Je vous ai connu comme un voyageur, qui en 2000 va et vient à la recherche de quelque chose d'indéfini mais évidemment, il est agréable de savoir que je suis à la recherche.
En fait, je propose 89, lorsqu'il n'y avait pas internet et mes actes n'ont pas eu la chance d'être déclamés. Un jour, après la retraite, je vais écrire sur ça aussi.
Ma double vie, c'est qu'ils sont un voyageur qui est un résident.
Le voyageur vous le savez, il rédige des rapports (communément appelés blogs), afficher des photos de films de qualité faible et tourne absurde de dénoncer le pouvoir excessif de la police (Cobretti).
Puis, quand je rentre chez moi, j'ai décollé mon costume et je renvoie un pyjama SuperViaggiatore. Je suis assis devant mon ordinateur et le travail.
C'est à dire que je me lève le matin, jus de carottes et de café, et pour battre les clefs en face de l'écran. Vers midi, il mange quelque chose, un peu la télé et à l'abri à nouveau à battre. Environ trois heures, je obtenir un maliconia peu, comme horizons, d'être là, mais ensuite je vais, car il me convient aussi de travailler, parce qu'il est préliminaire à la prochaine visite.
Parce que le costume SuperViaggiatore m'attendait.
Et ne pas écrire, bien sûr, que dois-je parler? Pyjama? (Aussi parce que je ne suis pas vraiment dans mon pyjama).
Et aujourd'hui, je pensais les derniers mois de tournée mondiale, quand je me suis demandé: «Que faire maintenant?".
J'avais obtenu une liberté totale. J'ai été autour pendant un an, j'ai eu un revenu régulier qui me permettrait de rester autour pour toujours ... et je suis entré dans la routine du voyage.
Vous y pensez? Années et des années d'effort pour échapper à la routine du bureau et je suis dans ce voyage.
Ici, il est difficile à suivre, je sais, je peux comprendre que ceux sur la route pendant des mois, peut-être Claudio, Pedro ou quelqu'un d'autre.
Mais il a réussi. En fait, à la fin de l'ouvrage «Le Summer Long», écrit d'une manière peut-être un peu de rhétorique:
Deuxième crise de feux rouges
Aujourd'hui, lorsque je m'arrête pour semoforo sont rarement à la roue et je ne vois pas plus de couchers de soleil.
Ces couchers de soleil que j'ai atteint et dépassé depuis un moment maintenant.
Aujourd'hui, le défi est de trouver de nouveaux.
Et tout en cherchant des nouvelles d'abord rencontré Lek et puis ma mère s'en va pour de bon.
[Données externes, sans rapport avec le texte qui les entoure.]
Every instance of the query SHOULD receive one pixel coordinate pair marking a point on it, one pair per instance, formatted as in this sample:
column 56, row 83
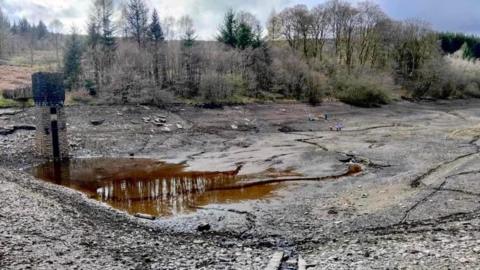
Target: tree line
column 352, row 52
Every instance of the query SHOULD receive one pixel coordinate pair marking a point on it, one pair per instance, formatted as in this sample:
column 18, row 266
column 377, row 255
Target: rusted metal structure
column 49, row 97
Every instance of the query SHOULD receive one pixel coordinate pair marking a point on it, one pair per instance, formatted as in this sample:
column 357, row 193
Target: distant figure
column 338, row 126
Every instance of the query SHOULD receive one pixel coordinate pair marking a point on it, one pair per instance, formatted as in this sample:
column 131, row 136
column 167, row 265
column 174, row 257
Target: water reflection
column 148, row 186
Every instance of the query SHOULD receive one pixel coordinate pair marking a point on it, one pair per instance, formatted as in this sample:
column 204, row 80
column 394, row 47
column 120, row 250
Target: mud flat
column 415, row 203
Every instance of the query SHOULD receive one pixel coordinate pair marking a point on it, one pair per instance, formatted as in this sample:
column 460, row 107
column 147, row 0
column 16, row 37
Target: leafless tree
column 56, row 28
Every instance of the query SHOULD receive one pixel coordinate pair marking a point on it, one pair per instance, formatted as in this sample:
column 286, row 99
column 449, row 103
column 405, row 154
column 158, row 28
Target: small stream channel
column 149, row 186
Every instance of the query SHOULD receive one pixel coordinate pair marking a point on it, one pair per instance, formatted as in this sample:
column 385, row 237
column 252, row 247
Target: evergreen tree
column 72, row 60
column 14, row 28
column 228, row 30
column 155, row 32
column 24, row 27
column 240, row 31
column 4, row 33
column 137, row 13
column 41, row 30
column 244, row 36
column 155, row 38
column 190, row 61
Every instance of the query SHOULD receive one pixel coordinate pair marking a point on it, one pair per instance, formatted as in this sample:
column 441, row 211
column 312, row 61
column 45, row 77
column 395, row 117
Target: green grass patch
column 8, row 103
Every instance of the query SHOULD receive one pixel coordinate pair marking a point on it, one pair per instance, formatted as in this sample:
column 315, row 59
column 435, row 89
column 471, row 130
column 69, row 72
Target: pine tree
column 228, row 30
column 41, row 30
column 244, row 36
column 4, row 33
column 101, row 41
column 155, row 32
column 155, row 38
column 137, row 13
column 190, row 64
column 24, row 27
column 72, row 60
column 237, row 31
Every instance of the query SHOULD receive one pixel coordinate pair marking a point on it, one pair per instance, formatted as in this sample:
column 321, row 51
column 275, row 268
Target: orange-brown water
column 149, row 186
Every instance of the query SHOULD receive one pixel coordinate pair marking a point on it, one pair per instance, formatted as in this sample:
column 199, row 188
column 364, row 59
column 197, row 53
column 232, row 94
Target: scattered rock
column 287, row 129
column 145, row 216
column 203, row 227
column 332, row 212
column 97, row 122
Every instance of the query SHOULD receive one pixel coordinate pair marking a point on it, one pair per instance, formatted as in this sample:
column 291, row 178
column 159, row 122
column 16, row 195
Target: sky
column 443, row 15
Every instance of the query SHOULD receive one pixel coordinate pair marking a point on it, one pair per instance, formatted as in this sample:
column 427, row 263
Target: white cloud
column 207, row 14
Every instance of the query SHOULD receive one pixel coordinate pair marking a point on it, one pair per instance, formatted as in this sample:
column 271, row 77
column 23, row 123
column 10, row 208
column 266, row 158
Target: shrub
column 472, row 90
column 365, row 91
column 214, row 88
column 79, row 96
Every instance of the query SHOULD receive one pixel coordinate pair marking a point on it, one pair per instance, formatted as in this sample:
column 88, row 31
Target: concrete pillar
column 49, row 98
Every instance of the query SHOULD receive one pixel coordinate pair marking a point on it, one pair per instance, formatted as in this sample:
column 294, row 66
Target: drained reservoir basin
column 150, row 186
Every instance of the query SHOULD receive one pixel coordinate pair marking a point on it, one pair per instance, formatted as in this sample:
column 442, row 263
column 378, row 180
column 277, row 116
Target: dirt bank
column 414, row 205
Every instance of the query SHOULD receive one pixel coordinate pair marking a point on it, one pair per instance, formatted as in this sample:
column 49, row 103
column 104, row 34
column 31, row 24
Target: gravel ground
column 415, row 205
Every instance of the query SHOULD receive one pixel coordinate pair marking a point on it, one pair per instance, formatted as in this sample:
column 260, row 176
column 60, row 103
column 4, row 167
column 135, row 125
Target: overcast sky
column 445, row 15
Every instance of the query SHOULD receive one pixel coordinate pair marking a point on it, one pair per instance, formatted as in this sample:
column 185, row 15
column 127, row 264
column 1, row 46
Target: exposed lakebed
column 150, row 186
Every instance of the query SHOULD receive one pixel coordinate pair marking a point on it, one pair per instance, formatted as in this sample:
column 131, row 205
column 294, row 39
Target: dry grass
column 12, row 77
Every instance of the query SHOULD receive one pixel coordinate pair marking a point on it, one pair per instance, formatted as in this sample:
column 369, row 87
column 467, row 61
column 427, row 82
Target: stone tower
column 49, row 97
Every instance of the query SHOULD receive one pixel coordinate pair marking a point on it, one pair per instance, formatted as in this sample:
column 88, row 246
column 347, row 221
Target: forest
column 353, row 53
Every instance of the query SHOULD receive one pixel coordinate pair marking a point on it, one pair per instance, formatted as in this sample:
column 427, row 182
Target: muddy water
column 149, row 186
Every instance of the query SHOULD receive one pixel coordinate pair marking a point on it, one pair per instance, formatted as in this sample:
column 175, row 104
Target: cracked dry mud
column 416, row 204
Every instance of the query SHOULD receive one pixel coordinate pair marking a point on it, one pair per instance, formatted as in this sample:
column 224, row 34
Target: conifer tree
column 73, row 60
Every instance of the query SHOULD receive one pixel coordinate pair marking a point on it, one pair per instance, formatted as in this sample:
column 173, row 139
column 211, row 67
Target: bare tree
column 4, row 33
column 56, row 28
column 190, row 60
column 319, row 29
column 273, row 26
column 137, row 20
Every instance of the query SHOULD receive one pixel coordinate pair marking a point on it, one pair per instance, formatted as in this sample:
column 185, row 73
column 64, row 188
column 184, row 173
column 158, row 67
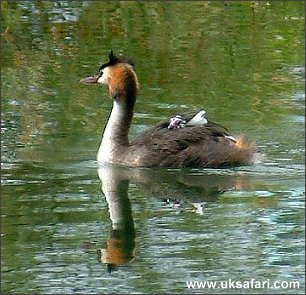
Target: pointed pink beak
column 89, row 80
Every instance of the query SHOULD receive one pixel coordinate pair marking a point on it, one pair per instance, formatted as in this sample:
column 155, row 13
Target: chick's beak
column 89, row 80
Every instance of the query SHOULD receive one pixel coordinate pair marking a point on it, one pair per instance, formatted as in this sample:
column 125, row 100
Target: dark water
column 150, row 230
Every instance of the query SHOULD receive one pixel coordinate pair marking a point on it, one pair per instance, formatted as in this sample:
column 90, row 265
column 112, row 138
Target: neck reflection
column 121, row 240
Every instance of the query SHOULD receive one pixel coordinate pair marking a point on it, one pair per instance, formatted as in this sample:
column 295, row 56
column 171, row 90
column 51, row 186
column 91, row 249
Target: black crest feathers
column 113, row 60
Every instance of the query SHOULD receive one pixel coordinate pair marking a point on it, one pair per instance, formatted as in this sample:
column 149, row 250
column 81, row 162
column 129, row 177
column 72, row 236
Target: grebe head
column 118, row 74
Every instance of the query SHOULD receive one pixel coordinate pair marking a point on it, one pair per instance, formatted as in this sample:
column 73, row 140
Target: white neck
column 115, row 136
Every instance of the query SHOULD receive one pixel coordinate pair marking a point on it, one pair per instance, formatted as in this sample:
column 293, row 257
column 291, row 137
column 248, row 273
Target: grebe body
column 182, row 141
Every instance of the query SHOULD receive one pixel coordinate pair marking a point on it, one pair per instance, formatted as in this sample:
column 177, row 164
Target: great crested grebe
column 181, row 141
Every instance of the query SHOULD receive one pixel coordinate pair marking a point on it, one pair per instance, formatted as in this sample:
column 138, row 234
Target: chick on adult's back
column 182, row 141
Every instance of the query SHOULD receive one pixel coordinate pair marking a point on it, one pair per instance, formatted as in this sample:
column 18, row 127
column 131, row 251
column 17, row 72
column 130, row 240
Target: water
column 150, row 230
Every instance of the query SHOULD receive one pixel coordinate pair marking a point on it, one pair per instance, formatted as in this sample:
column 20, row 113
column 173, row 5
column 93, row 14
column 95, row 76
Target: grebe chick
column 182, row 141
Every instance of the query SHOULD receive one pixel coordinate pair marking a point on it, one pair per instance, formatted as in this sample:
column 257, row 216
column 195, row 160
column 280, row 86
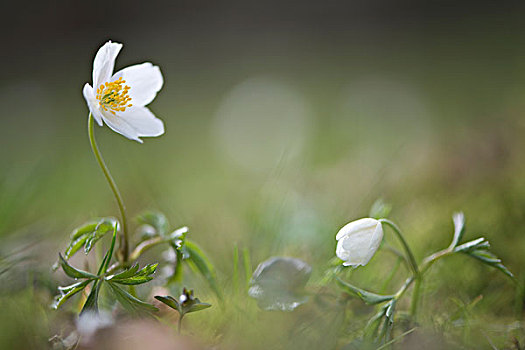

Et je me retrouve face à un nouveau défi, celui de ne pas être ré-absorbé par la pensée unique, mais de conserver la liberté de voyager et par conséquent à penser.
Parce que si vous êtes en déplacement, vous êtes libre de penser.
De la maison est beaucoup plus difficile.
Les mois passèrent le défi de l'année 2006 promet d'être difficile. Je suis à la maison avec mon père, le port Lek ici pour un mois, puis-je aller pour quelques semaines.
Je vois déjà la navette entre l'année dernière et à Bangkok, pris dans une étreinte de la souffrance.
Commence déjà à penser au passé et l'avenir avec tendresse. C'est la première étape vers la dépression. Et «ce le seul véritable amour et vous respecter si vous n'avez pas empoisonner l'avenir.
Puis vint un moment où j'avais presque jeté l'éponge, rester loin de ce voyage, pendant un certain temps (qui devient alors ce petit plus, et votre jeunesse est finie).
Ne me souviens pas quand, mais je me sentais en cage. Et personne ne me tenait prisonnier. Bien sûr, je pouvais prendre et laisser, abandonner la famille et l'amour, mais pour quoi faire? C'est gratuit et me retrouve avec la culpabilité et de remords pour avoir jeté quelque chose d'important?
Et de nouveau dans la routine du voyage?
Le défi était d'équilibrer.
En Septembre, je suis allé en Inde et j'ai compris.
J'avais besoin d'environ deux mois, avec Lek. Finalement, j'ai fait la paix avec moi-même et j'ai été à nouveau plein d'énergie positive.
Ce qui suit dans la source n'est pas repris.